Can anyone read Romans with Eastern eyes?

Can anyone read Romans with Eastern eyes? June 11, 2019

The following is an excerpt from Reading Romans with Eastern Eyes: Honor and Shame in Paul’s Message and Mission. It is now available for pre-order at a discounted price!


Credit: Public Domain

Many people are wary of “contextual” interpretations of the Bible. I completely understand the concern. More than a few “contextual theologies” co-opt Scripture for political or social purposes. Such readings seem more like applications than interpretations. This might be one reason people refer to “African theology,” “Indian theology,” or “Korean theology,” whereas “Western theology” is simply called “theology.”

Theologians increasingly recognize that all theology is contextual, since everyone reads the Bible from some cultural perspective. However, few people agree about the practical implications of this insight. Should contextual theologies use different interpretation methods? If context does affect biblical interpretation, how might we need to rethink our traditional methods of reading the Bible?[1] This book suggests a way forward.

Writing this book is risky.

On the one hand, many readers will be nervous about potentially mixing the Bible with culture. On the other hand, some people are uncomfortable speaking about an “Eastern” perspective. In today’s cultural milieu, such broad descriptions are sure to be criticized. Paradoxically, ethnicity and culture are household conversation topics that many people talk about with slight trepidation for fear of offending others.

But for the sake of the gospel and the nations, though, we need to take risks.

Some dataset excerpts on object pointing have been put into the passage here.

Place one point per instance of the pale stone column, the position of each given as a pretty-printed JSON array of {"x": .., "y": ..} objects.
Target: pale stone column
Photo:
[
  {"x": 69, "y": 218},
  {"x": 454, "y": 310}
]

Who really has “Eastern” eyes?

Sports broadcaster Mike Tirico is known for being the first black broadcaster of a major PGA golf tournament. In an interview, however, he said, “I am not black,” because he has two white parents and grew up in an Italian neighborhood. He told the New York Times, “Why do I have to check any box? … If we live in a world where we’re not supposed to judge, why should anyone care about identifying?”

What does it mean to be “black”? Ironically, this is not a black-and-white question. Consider comments by Rodney Harrison, an NBC sports analyst and former NFL player. Harrison said about fellow former NFL player Colin Kaepernick, “He’s not black.” However, by conventional standards (that is, skin color), both men are considered “black.”

By contrast, megastar rapper Eminem has been dubbed a “white negro,” who “may have been born white but he was socialized as black, in the proverbial hood.”[2] Todd Boyd, a black man who holds an endowed chair for the study of race and popular culture at the University of Southern California, is more candid, saying that “Em is potentially more Black than many of the middle-class and wealthy Black people who live in mainstream White society today.”[3]

How do these examples relate to having an “Eastern” perspective?

Much in every way. Although Americans have long thought about what it means to be “black” or “white,” many still have difficulty defining who in particular is “black.” These examples illustrate a point: in some respect, being “black” is about more than skin color.

In the same way, people do not have an Eastern perspective simply because of nationality, skin color, or even ethnic ancestry. Although a counterintuitive idea, this chapter will demonstrate why readers from Alabama, Berlin, or Nairobi can use an Eastern lens to interpret the Bible.

Along the way we’ll answer a few key questions, like: What is an “Eastern” perspective? Do categories like “Eastern” and “Western” merely play on worn stereotypes? And how do Westerners adopt this perspective? We will first consider why anyone can read the Bible with Eastern eyes.

 


[1] I do not advocate a reader‐response method or “eisegesis,” whereby one inserts ideas foreign to the Bible into our interpretation. Instead, this book simply heeds the constructive insights from books such as E. Randolph Richards and Brandon J. O’Brien, Misreading Scripture with Western Eyes: Removing Cultural Blinders to Better Understand the Bible (Downers Grove, IL: InterVarsity Press, 2012).

[2] Carl Hancock Rux, “Eminem: The New White Negro.” Pages 15‐38 in Everything But the Burden, ed. Greg Tate (Harlem: Broadway Books, 2003), 21.

[3] Todd Boyd, The New H. N. I. C.: The Death of Civil Rights and the Reign of Hip Hop (New York: NYU Press, 2002), 128.